John Sturdivant

No. 57
- Position: Defensive lineman

Personal information
- Born: May 25, 1956 (age 69) Newport News, Virginia, U.S.
- Height: 6 ft 4 in (1.93 m)
- Weight: 245 lb (111 kg)

Career information
- College: Maryland

Career history
- 1982: New York Jets*
- 1983: New Jersey Generals*
- 1983: Miami Dolphins*
- 1983: New York Jets*
- 1983–1987: Winnipeg Blue Bombers
- * Offseason and/or practice squad member only

= John Sturdivant =

American gridiron football player (born 1956)

John Leighton Sturdivant (born May 25, 1956) is an American former professional football defensive linemen who played five seasons with the Winnipeg Blue Bombers of the Canadian Football League (CFL). He played college football at the University of Maryland, College Park. He was also a member of the New York Jets, New Jersey Generals and Miami Dolphins.

==Early life==
John Leighton Sturdivant was born on May 26, 1956, in Newport News, Virginia. He attended Bethel High School in Hampton, Virginia.

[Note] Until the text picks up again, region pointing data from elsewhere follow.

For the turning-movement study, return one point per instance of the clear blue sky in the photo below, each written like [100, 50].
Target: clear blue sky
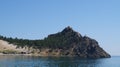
[35, 19]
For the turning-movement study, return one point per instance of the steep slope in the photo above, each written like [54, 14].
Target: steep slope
[71, 43]
[65, 43]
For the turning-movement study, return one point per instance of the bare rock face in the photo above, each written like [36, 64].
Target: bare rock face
[78, 45]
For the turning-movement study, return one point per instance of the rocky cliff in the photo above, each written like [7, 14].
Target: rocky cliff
[72, 43]
[65, 43]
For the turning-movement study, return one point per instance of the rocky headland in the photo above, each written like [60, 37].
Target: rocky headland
[65, 43]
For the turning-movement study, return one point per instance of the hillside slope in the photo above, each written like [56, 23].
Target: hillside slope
[65, 43]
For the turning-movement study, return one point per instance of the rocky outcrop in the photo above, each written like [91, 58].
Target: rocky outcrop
[77, 45]
[65, 43]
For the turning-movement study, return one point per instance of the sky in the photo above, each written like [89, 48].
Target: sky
[36, 19]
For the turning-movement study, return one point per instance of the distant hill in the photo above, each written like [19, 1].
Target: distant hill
[65, 43]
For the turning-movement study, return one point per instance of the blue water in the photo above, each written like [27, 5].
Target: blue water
[29, 61]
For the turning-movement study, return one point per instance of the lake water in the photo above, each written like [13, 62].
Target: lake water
[29, 61]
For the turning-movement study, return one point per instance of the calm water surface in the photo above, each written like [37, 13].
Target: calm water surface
[29, 61]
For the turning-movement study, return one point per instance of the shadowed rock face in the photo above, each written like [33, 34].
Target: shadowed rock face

In 1977, Sturdivant accepted a scholarship to play college football for the Maryland Terrapins of the University of Maryland, College Park. He was an art major with a liberal arts minor at Maryland. In September 1978, head coach Jerry Claiborne granted Sturdivant a release from his scholarship. A week later, Sturdivant accepted a scholarship to play for the Ohio State Buckeyes of Ohio State University. He had to sit out the 1978 season due to NCAA transfer rules. Sturdivant did not end up playing for the Buckeyes.

==Professional career==
Sturdivant played for a minor league football team in 1981.

Sturdivant signed with the New York Jets on June 15, 1982, later surviving the team's final preseason cutdown, but was released before the start of the regular season.

Sturdivant was signed by the New Jersey Generals of the United States Football League on October 28, 1982. He was released by the Generals on February 28, 1983.

Sturdivant signed with the Miami Dolphins on May 10, 1983. He was waived on August 8, 1983.

Sturdivant signed with the Jets again on August 11, 1983. He was released by the Jets on August 29, 1983.

Sturdivant then signed with the Winnipeg Blue Bombers of the Canadian Football League and dressed in one game during the 1983 season. He signed a multi-year contract extension on December 19, 1983. He dressed in 14 games in 1984, 12 games in 1985, and 12 games in 1986. He dressed in one game during the 1987 season and left the team after refusing to be transferred to the practice roster.